217. The composition of claim 216, wherein the one or more mutations that abrogate effector activity of the Fc domain (e.g., binding to fcγ receptor or C1 q) comprises a mutation of L234A/L235A/P329G ("LALAPG", numbering according to EU).

218. The incretin agent of claim 178, wherein the half-life extending moiety comprises a VNAR that binds albumin.

219. The incretin agent of claim 178, wherein the half-life extending moiety comprises an XTEN sequence.

220. An incretin agent comprising:

husec signal peptide;

an incretin peptide comprising a GLP1 incretin peptide or a fragment or mutant thereof;

Wherein the GLP1 incretin peptide comprises an amino acid sequence having an A8G substitution mutation compared to the wild-type GLP1 amino acid sequence.

221. A polynucleic acid (polynucleic acid), encoding an incretin agent according to claim 220.

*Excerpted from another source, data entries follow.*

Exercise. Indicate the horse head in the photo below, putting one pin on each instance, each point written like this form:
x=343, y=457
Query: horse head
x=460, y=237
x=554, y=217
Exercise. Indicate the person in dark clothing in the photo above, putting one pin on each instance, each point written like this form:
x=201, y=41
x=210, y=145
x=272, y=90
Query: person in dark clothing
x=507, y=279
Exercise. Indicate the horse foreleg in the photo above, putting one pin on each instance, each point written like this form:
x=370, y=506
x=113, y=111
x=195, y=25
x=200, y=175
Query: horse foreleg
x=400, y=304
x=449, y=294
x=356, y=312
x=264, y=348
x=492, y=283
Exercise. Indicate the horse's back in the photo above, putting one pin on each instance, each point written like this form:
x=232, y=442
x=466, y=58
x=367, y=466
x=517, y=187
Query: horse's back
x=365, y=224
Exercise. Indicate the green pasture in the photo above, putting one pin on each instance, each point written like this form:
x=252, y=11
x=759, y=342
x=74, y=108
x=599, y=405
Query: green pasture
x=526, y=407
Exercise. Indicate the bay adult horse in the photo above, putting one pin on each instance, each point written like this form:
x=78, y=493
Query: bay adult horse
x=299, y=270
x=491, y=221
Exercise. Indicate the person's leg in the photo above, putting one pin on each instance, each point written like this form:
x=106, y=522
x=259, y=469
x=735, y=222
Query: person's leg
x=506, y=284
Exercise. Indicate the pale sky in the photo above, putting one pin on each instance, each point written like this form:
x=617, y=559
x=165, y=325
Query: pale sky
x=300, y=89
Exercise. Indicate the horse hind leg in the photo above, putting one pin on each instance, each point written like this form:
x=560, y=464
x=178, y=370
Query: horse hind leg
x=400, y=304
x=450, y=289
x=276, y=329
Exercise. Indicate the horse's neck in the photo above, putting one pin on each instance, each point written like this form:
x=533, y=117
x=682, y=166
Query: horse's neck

222. An incretin agent comprising:

husec signal peptide;

an incretin peptide comprising a GIP incretin peptide or a fragment or mutant thereof;

wherein the GIP incretin peptide comprises an amino acid sequence having an A2G substitution mutation as compared to the wild-type GIP amino acid sequence.

223. A polynucleic acid (polynucleic acid), encoding an incretin agent according to claim 222.